Ils semblent dire qu’à vouloir toujours plus en faire, nous en faisons parfois trop. Trop stimuler ou trop protéger nos enfants les épuiseraient.
Alors comment faire pour ne pas en faire trop tout en en faisant assez.  » Le ligueur » lance quelques pistes :

« PARENT DU JUSTE MILIEU

En le stimulant trop, en lui donnant trop, en le protégeant trop, vous croyez sans doute offrir le meilleur à votre petit. Tous ces « trop » sont probablement le reflet de votre peur de ne pas en faire assez, de ne pas correspondre à l’image du bon parent que l’on vous met, à tout bout de champ, sous le nez.
Or, vous l’êtes, ce bon parent, pourvu que vous soyez le plus naturel possible, ni dans le trop, ni dans le trop peu. Un parent qui permet à son petit de faire des expériences selon son évolution, ses compétences, un parent qui lui donne l’occasion de vivre des moments d’excitation et de fête sans excès…
Pour chaque enfant, le juste milieu est différent. Difficile de le trouver quand on a peur de mal faire, quand on a envie de donner à son enfant tout ce qu’on n’a pas eu et parfois même encore plus. Le psychanalyste Winnicott disait que les enfants ont besoin d’avoir des parents « suffisamment bons », pas des parents parfaits qui veulent trop faire pour leurs enfants.
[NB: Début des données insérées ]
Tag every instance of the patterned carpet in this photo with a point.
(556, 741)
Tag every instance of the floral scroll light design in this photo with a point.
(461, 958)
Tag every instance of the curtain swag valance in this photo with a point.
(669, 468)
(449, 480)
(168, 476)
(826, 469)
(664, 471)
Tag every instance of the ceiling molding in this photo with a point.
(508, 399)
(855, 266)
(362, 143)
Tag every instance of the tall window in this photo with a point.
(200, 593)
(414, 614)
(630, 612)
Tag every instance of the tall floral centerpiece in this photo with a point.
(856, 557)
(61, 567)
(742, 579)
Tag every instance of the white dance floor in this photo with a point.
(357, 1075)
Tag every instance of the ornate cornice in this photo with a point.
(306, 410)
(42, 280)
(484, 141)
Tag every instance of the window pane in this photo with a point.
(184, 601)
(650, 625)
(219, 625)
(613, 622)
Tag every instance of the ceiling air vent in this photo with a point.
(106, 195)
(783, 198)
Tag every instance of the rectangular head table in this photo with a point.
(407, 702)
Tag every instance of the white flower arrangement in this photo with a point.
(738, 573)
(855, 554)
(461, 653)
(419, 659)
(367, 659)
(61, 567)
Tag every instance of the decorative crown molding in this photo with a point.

C’est vrai qu’à l’heure actuelle, il est difficile de réussir à mener une vie de famille tranquille. La vie au boulot est trépidante, la société de consommation éreintante, les nouvelles technologies (GSM et Internet) absorbantes… Tout cela bouffe beaucoup de temps et rend finalement les parents peu disponibles pour des moments de détente. Des moments où ils pourraient observer leur enfant, le regarder grandir. Tout simplement. « 
Donc voila, ce serait ça le secret. N’être ni trop, ni trop peu. » FACILE à dire !!!  » me direz-vous . Et vous avez raison, et j’ai été la 1ere à me faire cette réflexion en lisant l’article . Ensuite je me suis souvenue de mon enfance, faites de cabanes en bois, de tours à vélos, de genoux éraflés et d’aventures dans les terrils de ma Belgique natale. SANS PRISE DE TÊTE. sans pression d’apprendre à tout moment. On était alors juste des gosses qui jouaient. Et on a bien grandit. alors ce que j’en retiens, c’est que la liberté est aussi importante dans la vie de nos enfants que les stimulations intellectuelles, et même nécessaire pour qu’ils « relâchent » la pression d’une journée parfois ( souvent) intense en apprentissage en tout genre, pour ne pas les gaver et qu’ils gardent le plaisir d’apprendre. Bref, laissons nos enfants être des enfants.